Considerations Before Upgrading to Wi-Fi 6E
Although the benefits of upgrading to a Wi-Fi 6E network are widely recognized, what isn’t so clear is the best timing for making the shift. Before delving into this new frequency frontier, here are some factors every enterprise needs to consider.
- Business requirements: When evaluating the value of upgrading to a Wi-Fi 6E network, one of the first things to consider is whether the number of devices, types of applications and overall amount of traffic on the network support the need for additional bandwidth. For example, if high network traffic is limited to specific locations, a complete network upgrade may not be necessary right away. Instead, it may be enough to add Wi-Fi 6E APs to high-congestion areas only (such as conference rooms).
- Channel width: Wi-Fi 6E makes deployment of wider channels at scale more realistic for enterprises, so channel size is another factor to consider. The lower signal-to-noise ratio (SNR) that would normally occur as channel width increases is offset by new transmit power rules that limit the power spectral density (PSD) of LPI APs. Since channel bandwidth has a direct and noticeable impact on real-world speeds, wider channels will greatly improve end user experiences in bandwidth-hungry environments, provided there is enough spectrum to support them. Insufficient spectrum or an excessive number of APs will otherwise degrade user experiences. Device density should be factored in to determine if and where wider channels might make sense.
- Power consumption: Wi-Fi 6E APs typically have three dedicated radios (2.4, 5 and 6 GHz), which increases their bandwidth and processing requirements. As a result, these APs consume more power and generate more heat. Network architects must ensure that the wired infrastructure will be able to support the additional power consumption and will not cause devices to overheat. Since Power over Ethernet (PoE) often provides power to Wi-Fi APs, PoE switches also must support the latest PoE standards (802.3at/802.3bt) to provide sufficient power, so enterprises may need to upgrade their access switches as part of a move to Wi-Fi 6E.
- Coverage: Although the 6 GHz band has a shorter range than the 2.4 GHz and 5 GHz bands, existing capacity-based AP density in buildings with Wi-Fi 6 networks should be sufficient for Wi-Fi 6E in many environments. In greenfield deployments, however, AP density should be slightly higher to address future coverage needs. The 6 GHz band is also more susceptible to obstructions such as walls, doors, and other obstacles, so areas with concrete or brick walls may require more APs. Higher channels will be impacted more than lower channels, so it’s best to plan around the requirements of the highest channels available to avoid coverage issues.

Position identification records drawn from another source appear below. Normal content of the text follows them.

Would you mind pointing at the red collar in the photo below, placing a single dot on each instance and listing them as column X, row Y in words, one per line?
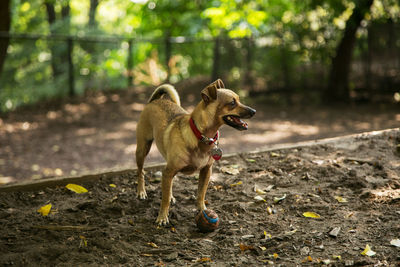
column 202, row 138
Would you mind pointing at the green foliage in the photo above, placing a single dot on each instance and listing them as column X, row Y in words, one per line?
column 287, row 36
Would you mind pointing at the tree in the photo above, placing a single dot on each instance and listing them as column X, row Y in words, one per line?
column 5, row 23
column 61, row 25
column 338, row 84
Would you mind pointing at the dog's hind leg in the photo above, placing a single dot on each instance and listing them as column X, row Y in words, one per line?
column 142, row 149
column 204, row 178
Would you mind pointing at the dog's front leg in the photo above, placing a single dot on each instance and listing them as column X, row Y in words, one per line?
column 204, row 178
column 166, row 186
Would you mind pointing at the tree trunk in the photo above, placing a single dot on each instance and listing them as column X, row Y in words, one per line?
column 5, row 24
column 338, row 86
column 92, row 14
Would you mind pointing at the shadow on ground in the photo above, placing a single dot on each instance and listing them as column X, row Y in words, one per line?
column 98, row 132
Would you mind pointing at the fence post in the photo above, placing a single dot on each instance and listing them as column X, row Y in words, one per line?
column 249, row 60
column 168, row 48
column 216, row 60
column 71, row 80
column 130, row 63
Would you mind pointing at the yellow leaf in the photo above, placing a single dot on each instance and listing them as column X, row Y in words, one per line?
column 340, row 199
column 278, row 199
column 395, row 242
column 205, row 259
column 368, row 251
column 259, row 191
column 259, row 198
column 310, row 214
column 269, row 210
column 76, row 188
column 236, row 184
column 45, row 210
column 266, row 235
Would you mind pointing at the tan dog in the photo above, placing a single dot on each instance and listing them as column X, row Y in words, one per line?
column 183, row 139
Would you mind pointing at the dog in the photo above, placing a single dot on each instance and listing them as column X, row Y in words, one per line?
column 187, row 141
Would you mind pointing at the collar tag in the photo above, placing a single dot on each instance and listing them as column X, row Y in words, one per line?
column 216, row 153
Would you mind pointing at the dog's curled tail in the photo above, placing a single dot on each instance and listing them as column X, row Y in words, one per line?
column 166, row 89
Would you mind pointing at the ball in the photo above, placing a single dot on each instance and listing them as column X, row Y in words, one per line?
column 207, row 221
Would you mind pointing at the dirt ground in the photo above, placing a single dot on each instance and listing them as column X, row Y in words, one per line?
column 261, row 199
column 97, row 132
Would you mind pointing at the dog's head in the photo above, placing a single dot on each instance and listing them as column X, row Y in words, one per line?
column 225, row 105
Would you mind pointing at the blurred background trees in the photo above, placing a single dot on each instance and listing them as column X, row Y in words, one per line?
column 332, row 51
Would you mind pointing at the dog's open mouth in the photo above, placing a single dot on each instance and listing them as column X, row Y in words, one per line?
column 235, row 122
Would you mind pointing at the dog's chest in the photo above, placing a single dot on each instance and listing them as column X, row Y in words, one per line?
column 197, row 160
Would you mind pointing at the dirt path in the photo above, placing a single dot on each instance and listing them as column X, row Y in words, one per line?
column 98, row 132
column 262, row 199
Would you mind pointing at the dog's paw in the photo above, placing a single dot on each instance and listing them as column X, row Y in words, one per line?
column 142, row 194
column 162, row 220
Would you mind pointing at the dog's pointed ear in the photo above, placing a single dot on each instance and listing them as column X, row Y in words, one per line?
column 210, row 92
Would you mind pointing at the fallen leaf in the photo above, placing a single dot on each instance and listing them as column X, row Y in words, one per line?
column 45, row 210
column 218, row 187
column 244, row 247
column 310, row 214
column 151, row 244
column 269, row 210
column 274, row 155
column 326, row 261
column 340, row 199
column 259, row 191
column 291, row 232
column 83, row 242
column 205, row 259
column 368, row 251
column 395, row 242
column 232, row 170
column 76, row 188
column 279, row 199
column 236, row 184
column 266, row 235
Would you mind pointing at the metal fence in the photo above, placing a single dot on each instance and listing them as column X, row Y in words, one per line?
column 69, row 65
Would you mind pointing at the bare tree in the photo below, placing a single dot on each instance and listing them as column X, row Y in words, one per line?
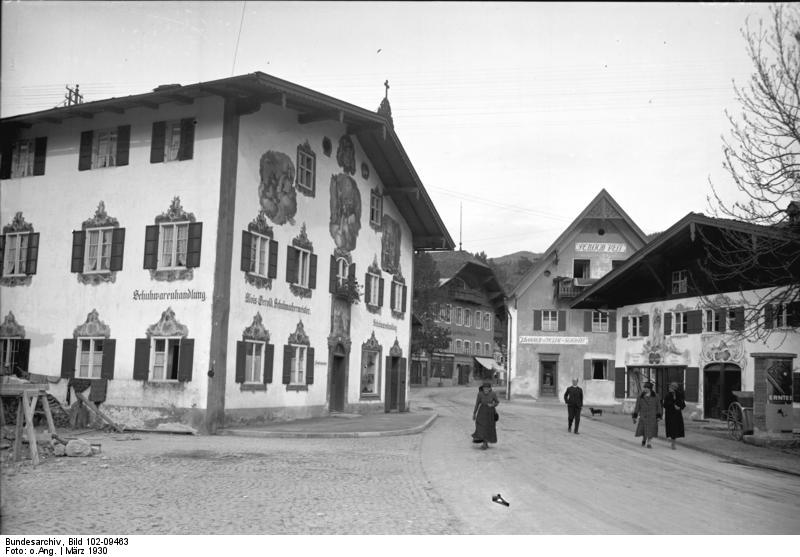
column 762, row 156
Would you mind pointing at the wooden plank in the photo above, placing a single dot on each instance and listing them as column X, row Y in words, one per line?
column 90, row 405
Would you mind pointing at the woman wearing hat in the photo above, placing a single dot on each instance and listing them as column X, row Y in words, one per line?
column 484, row 416
column 648, row 410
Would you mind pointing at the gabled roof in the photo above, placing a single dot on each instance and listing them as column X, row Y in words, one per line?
column 373, row 131
column 599, row 203
column 672, row 247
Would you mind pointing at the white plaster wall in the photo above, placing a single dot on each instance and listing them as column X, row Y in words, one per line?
column 276, row 129
column 55, row 303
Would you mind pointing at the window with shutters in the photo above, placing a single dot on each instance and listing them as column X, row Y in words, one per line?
column 15, row 254
column 680, row 281
column 89, row 358
column 549, row 320
column 173, row 245
column 599, row 321
column 165, row 357
column 297, row 367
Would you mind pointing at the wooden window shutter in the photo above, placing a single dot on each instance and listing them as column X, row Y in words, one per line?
column 186, row 149
column 694, row 322
column 78, row 241
column 23, row 353
column 692, row 382
column 186, row 359
column 151, row 247
column 33, row 253
column 39, row 156
column 738, row 319
column 332, row 282
column 85, row 157
column 291, row 264
column 619, row 382
column 768, row 316
column 158, row 141
column 288, row 352
column 5, row 163
column 272, row 267
column 68, row 353
column 309, row 366
column 141, row 359
column 312, row 272
column 269, row 358
column 109, row 352
column 247, row 240
column 117, row 249
column 241, row 351
column 194, row 244
column 123, row 145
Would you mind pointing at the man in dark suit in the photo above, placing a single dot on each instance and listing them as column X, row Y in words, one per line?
column 574, row 399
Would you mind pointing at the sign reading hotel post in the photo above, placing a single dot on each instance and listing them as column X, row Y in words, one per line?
column 553, row 340
column 600, row 247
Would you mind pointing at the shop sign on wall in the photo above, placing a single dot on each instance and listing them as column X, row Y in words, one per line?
column 600, row 247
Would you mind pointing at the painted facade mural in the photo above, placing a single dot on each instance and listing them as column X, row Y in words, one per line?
column 345, row 220
column 390, row 245
column 276, row 191
column 346, row 154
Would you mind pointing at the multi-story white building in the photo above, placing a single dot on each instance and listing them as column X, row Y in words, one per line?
column 234, row 250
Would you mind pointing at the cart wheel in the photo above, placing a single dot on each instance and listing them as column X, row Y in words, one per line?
column 736, row 421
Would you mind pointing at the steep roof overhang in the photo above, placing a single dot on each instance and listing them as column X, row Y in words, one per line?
column 373, row 131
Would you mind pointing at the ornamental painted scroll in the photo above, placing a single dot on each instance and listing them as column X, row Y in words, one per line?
column 93, row 327
column 168, row 326
column 276, row 192
column 345, row 219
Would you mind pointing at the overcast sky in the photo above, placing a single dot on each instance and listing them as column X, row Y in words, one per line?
column 519, row 112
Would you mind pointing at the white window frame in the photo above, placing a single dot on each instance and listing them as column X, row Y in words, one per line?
column 94, row 358
column 549, row 320
column 15, row 256
column 298, row 365
column 104, row 148
column 23, row 154
column 176, row 246
column 600, row 321
column 374, row 289
column 254, row 363
column 100, row 262
column 680, row 281
column 169, row 342
column 259, row 254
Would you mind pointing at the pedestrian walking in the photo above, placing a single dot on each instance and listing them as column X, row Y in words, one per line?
column 673, row 414
column 485, row 416
column 648, row 412
column 573, row 397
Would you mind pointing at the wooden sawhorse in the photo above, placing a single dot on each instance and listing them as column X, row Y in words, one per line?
column 27, row 394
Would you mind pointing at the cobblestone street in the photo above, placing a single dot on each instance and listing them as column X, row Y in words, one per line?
column 175, row 484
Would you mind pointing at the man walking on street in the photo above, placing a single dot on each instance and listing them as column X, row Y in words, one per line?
column 574, row 399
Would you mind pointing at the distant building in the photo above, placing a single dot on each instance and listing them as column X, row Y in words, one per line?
column 472, row 310
column 550, row 343
column 713, row 338
column 222, row 252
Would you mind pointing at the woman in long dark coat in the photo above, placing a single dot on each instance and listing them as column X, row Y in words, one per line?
column 648, row 411
column 483, row 414
column 673, row 414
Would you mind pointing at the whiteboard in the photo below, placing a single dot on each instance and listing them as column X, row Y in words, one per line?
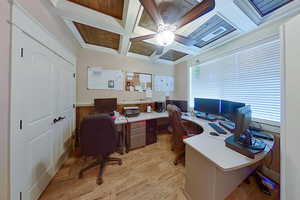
column 164, row 83
column 105, row 79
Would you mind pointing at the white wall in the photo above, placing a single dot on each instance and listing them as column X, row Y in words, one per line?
column 290, row 137
column 181, row 81
column 92, row 58
column 40, row 10
column 5, row 14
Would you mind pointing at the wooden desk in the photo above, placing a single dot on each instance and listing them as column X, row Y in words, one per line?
column 150, row 125
column 213, row 171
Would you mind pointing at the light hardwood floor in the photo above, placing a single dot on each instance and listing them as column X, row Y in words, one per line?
column 146, row 174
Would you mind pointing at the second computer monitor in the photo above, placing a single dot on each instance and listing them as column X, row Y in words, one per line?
column 208, row 106
column 229, row 109
column 242, row 120
column 105, row 105
column 182, row 105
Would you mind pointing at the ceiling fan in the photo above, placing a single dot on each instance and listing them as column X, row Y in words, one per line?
column 166, row 32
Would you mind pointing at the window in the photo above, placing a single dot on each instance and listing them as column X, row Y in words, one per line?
column 264, row 7
column 251, row 76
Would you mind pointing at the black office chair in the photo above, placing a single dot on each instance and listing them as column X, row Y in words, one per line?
column 98, row 138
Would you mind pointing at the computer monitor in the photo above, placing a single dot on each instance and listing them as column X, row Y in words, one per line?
column 208, row 106
column 229, row 109
column 105, row 105
column 242, row 120
column 181, row 104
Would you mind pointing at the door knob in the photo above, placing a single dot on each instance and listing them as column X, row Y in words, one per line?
column 55, row 120
column 61, row 118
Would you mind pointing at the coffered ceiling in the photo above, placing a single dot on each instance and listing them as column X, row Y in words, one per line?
column 108, row 25
column 112, row 8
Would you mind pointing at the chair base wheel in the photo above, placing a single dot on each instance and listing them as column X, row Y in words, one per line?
column 99, row 181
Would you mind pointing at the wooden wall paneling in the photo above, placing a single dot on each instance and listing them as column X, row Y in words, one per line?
column 112, row 8
column 95, row 36
column 173, row 55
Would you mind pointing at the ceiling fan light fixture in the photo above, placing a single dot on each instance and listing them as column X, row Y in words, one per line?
column 165, row 38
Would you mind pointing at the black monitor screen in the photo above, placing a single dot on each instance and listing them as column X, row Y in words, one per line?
column 105, row 105
column 243, row 119
column 229, row 109
column 182, row 105
column 209, row 106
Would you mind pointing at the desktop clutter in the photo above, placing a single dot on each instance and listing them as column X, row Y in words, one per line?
column 222, row 116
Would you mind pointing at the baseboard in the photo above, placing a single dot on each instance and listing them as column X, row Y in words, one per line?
column 275, row 176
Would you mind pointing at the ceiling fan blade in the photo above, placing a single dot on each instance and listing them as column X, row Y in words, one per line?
column 140, row 38
column 185, row 40
column 159, row 50
column 151, row 8
column 201, row 9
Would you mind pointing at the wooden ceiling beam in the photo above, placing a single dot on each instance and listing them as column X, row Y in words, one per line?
column 131, row 11
column 74, row 12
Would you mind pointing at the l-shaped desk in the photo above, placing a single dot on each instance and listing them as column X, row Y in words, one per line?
column 213, row 171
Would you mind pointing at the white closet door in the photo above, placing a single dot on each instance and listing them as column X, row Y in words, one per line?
column 32, row 110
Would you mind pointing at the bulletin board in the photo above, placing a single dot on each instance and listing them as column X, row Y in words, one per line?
column 164, row 83
column 105, row 79
column 138, row 82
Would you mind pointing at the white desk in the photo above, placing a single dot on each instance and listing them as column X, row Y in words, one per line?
column 147, row 116
column 122, row 121
column 213, row 171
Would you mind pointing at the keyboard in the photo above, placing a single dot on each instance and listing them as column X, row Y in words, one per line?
column 217, row 128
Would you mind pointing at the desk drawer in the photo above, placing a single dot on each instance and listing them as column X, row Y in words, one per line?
column 138, row 131
column 140, row 124
column 137, row 141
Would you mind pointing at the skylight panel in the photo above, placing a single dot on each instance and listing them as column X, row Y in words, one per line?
column 265, row 7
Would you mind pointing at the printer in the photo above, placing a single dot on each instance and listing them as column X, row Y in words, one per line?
column 131, row 111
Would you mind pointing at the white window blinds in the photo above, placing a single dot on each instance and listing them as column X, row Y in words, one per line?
column 251, row 76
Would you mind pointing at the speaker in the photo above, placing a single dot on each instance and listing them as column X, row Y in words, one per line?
column 160, row 106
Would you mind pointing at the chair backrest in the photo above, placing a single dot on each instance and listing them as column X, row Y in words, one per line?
column 178, row 129
column 98, row 135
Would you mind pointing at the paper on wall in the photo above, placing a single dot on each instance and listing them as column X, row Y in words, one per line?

- Global differences: Global enterprises must consider the variability in Wi-Fi 6E adoption among countries in which they do business (see Figure 2). Countries around the world are rapidly adopting 6 GHz for unlicensed usage.
- Future needs: Enterprises that do not have a current use case that requires additional bandwidth may be hesitant to upgrade their network to Wi-Fi 6E. However, enterprise growth, new applications or an increase in device density could quickly change network demands. Deploying tri-band APs ensures that the network is able to handle both current and future wireless needs.
Juniper AI-Driven Solutions for Wi-Fi 6E
Juniper Networks helps enterprises successfully transition their networks to Wi-Fi 6E. Juniper’s AP45 and AP34 Access Points are tri-band devices that work with Juniper Mist Cloud and Mist AI to optimize network operator and user experiences in the 6 GHz band. Both also include Juniper’s capabilities, which further optimize and automate the configuration of the plethora of 802.11ax features. For external antennas, there is an AP45E which is homologated in most of the world and allows 6 GHz under normal LPI rules (except in the U.S. where Juniper offers the AP45E with 6 GHz disabled).